According to writer Robert Pruter in his book Chicago Soul, the song emerged from a songwriting and rehearsal, or "woodshedding", session at Chess Records: " 'Rescue Me' was a terrific example of the Chess studio system at its finest... One Saturday in August 1965, Bass was sitting in a rehearsal studio with producers-writers Carl Smith and Raynard Miner. They were fooling around with the song when arranger Phil Wright walked in, and the ensuing four-way jam session brought forth 'Rescue Me'. [Billy] Davis produced the side..." Bass claimed that, although Smith, Miner and Davis had assured her that her contribution to authorship of the song's lyrics would be acknowledged, this was never done.
Bass recorded the song in three takes at Chess Studios in Chicago. Minnie Riperton provided background vocals, and Maurice White and Louis Satterfield, later of Earth, Wind & Fire, were on drums and bass respectively. Other musicians on the record included Pete Cosey and Gerald Sims on guitar, Leonard Caston (later a producer at Motown) on piano, Sonny Thompson on organ, and Charles Stepney on vibes. According to Bass, the call-and-response moans heard in the song's fade were unintentional. In an interview with The New York Times in 1989, she said, “When we were recording that, I forgot some of the words... Back then, you didn’t stop while the tape was running, and I remembered from the church what to do if you forget the words. I sang, ‘Ummm, ummm, ummm,’ and it worked out just fine.”
In 1974, Cher released it as a single, that was recorded for the album Dark Lady. Allmusic reviewed her version by calling it a good cover choice and noted that it is always good to hear her voice in classics. She reached #82 in Canada.
In 1976, Melissa Manchester remade "Rescue Me" for her Better Days and Happy Endings album; released as a single the track reached #78 on the Billboard Hot 100, the only Hot 100 showing for the song since the original version.

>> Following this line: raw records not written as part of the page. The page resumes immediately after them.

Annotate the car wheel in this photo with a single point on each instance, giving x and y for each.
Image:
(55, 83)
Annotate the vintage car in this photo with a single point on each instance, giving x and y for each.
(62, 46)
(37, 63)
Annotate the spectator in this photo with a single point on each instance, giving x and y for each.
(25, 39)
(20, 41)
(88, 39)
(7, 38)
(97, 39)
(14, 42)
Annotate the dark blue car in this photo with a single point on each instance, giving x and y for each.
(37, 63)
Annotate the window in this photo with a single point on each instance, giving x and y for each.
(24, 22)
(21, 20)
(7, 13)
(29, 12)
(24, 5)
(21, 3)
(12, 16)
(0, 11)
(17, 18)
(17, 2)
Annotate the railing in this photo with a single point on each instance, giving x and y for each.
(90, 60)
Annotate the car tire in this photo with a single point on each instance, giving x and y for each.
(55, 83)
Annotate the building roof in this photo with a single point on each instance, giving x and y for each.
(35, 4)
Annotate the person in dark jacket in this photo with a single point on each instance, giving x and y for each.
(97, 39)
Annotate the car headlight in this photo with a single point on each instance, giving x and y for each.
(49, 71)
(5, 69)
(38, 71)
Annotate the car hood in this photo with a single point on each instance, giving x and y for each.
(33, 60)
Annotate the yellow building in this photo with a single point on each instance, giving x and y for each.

The original version of "Rescue Me" was used in a TV advertising campaign by American Express: Fontella Bass has stated that she was at a low point in her life when on New Year's Day 1990 she was astonished to hear her own voice singing "Rescue Me" on the American Express television ad. The experience gave Bass the inspiration to set her life in order: it also motivated her to make queries over the commercial use of her recording of "Rescue Me" with the ultimate result a 1993 settlement with American Express and its advertising agency awarding Bass $50,000 plus punitive damages.